Le voyage remonte jusqu’aux cyanobactéries, bactéries primitives qui ont permis le
développement des formes plus complexes de vie sur la terre, et qui représentent une sorte
d'état premier du vivant pour la reconnaissance duquel le duo AOO est parti en croisade en
tentant de faire classer le Lac Clifton (Australie) au patrimoine mondial de l’humanité.
Polymorphe, à la fois recherche ethnographique, démarche militante et projet artistique, ce
travail commencé il y a quelque temps sera montré à Dole sous une forme nouvelle, et
semble se poursuivre naturellement aujourd'hui avec les travaux menés sur le microbiote.

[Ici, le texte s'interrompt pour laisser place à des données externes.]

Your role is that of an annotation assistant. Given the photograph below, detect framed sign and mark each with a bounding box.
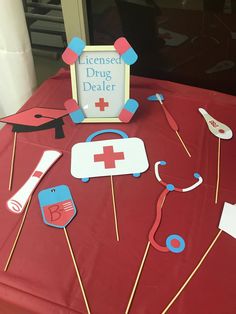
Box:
[62,37,138,123]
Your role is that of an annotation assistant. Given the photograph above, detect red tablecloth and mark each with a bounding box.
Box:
[0,70,236,314]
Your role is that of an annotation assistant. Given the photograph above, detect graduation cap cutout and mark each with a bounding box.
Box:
[0,107,68,191]
[0,107,68,138]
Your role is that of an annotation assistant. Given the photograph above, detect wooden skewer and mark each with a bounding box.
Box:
[4,195,32,271]
[175,131,192,157]
[63,228,91,314]
[161,230,222,314]
[111,176,120,242]
[215,138,220,204]
[125,197,166,314]
[8,132,17,191]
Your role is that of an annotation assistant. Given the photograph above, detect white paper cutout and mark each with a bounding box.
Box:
[219,202,236,239]
[205,60,235,74]
[198,108,233,140]
[71,137,149,179]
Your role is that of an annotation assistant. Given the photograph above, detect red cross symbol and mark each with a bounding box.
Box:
[94,146,125,169]
[95,98,109,111]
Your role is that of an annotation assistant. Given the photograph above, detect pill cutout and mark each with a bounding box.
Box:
[114,37,138,65]
[64,98,85,124]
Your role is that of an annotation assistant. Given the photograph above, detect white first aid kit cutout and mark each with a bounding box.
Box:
[71,129,149,182]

Ainsi, les Paysages microbiotiques inventés pour Dole par Art Orienté Objet, mêlent
étrangeté et beauté pour rendre la complexité des découvertes sur le microbiote. La lumière
noire qui fait réagir la fluorescence naturelle des pierres rares, des éponges ou des algues
qu’ils utilisent pour mimer les formes microscopiques des bactéries transforme l'intérieur
potentiel de nos intestins en objets précieux, et nous plonge dans la confusion entre
fascination et inquiétude. La photographie scientifique nous a certes habitués aux bascules
d'échelles et aux potentialités folles qu'ouvrait en termes d'images la capacité de voir et
d'agrandir l'infiniment petit. Mais là encore il faut de l'humour pour jouer comme ils le font à
mi-chemin entre le poétique et l'hyper terre-à-terre – car travailler sur le microbiote,
rappellent-ils, c'est forcément faire « un projet de merde »... Ce faisant ils nous invitent à
nous repenser comme des êtres uniques construits sur une multiplicité d’organismes.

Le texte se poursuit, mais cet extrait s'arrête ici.